TD learning however, has a problem due to initial states. The bootstrap value of 𝑄(𝑆𝑡+1,𝐴𝑡+1) is initially whatever you set it to, arbitrarily at the start of learning. This has no bearing on the true value you are looking for, hence it is biased. Over time, the bias decays exponentially as real values from experience are used in the update process. At least that is true for basic tabular forms of TD learning. When you add a neural network or other approximation, then this bias can cause stability problems, causing an RL agent to fail to learn.
然而,TD 学习存在一个由初始状态引起的问题。 𝑄(𝑆𝑡+1,𝐴𝑡+1) 的引导值最初是您在学习开始时任意设定的,这与您寻求的真实值无关,因此具有偏差。随着时间的推移,bias会随着更新过程中使用实际经验值而呈指数级衰减。至少对于基本的表格形式的 TD 学习来说,这是成立的。当引入神经网络或其他近似方法时,这种bias可能导致稳定性问题,使得强化学习agent无法学习。
Variance
Looking at how each update mechanism works, you can see that TD learning is exposed to 3 factors, that can each vary (in principle, depending on the environment) over a single time step:
观察每种更新机制的运作方式,你会发现 TD 学习受到 3 个因素的影响,这些因素在每个时间步长内(原则上,取决于环境)都可能发生变化:
What reward 𝑅𝑡+1 will be returned
将会返回什么奖励 𝑅𝑡+1
What the next state 𝑆𝑡+1 will be.
下一个状态 𝑆𝑡+1 将会是什么。
What the policy will choose for 𝐴𝑡+1
政策将为 𝐴𝑡+1 选择什么
Each of these factors may increase the variance of the TD target value. However, the bootstrapping mechanism means that there is no direct variance from other events on the trajectory. That's it.
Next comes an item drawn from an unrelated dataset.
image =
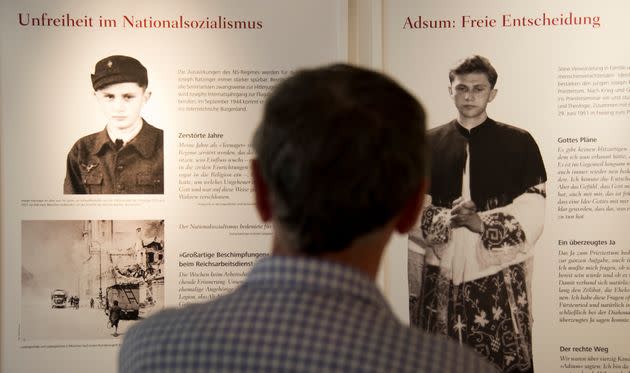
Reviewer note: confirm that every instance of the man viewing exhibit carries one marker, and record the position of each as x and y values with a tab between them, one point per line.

这些因素中的每一个都可能增加 TD 目标值的variance。然而,自举机制意味着轨迹上的其他事件不会对其产生直接的variance。就是这样。
In comparison, the Monte Carlo return depends on every return, state transition and policy decision from (𝑆𝑡,𝐴𝑡) up to 𝑆𝜏. As this is often multiple time steps, the variance will also be a multiple of that seen in TD learning on the same problem. This is true even in situations with deterministic environments with sparse deterministic rewards, as an exploring policy must be stochastic, which injects some variance on every time step involved in the sampled value estimate.
相比之下,蒙特卡洛回报依赖于从 (𝑆𝑡,𝐴𝑡) 到 𝑆𝜏 的每一个回报、状态转移和策略决策。由于这通常涉及多个时间步,因此variance也将是 TD 学习在同一问题上所见倍数的倍数。即使在具有稀疏确定性奖励的确定性环境中也是如此,因为探索策略必须是随机的,这会在采样值估计所涉及的每个时间步中注入一定的variance。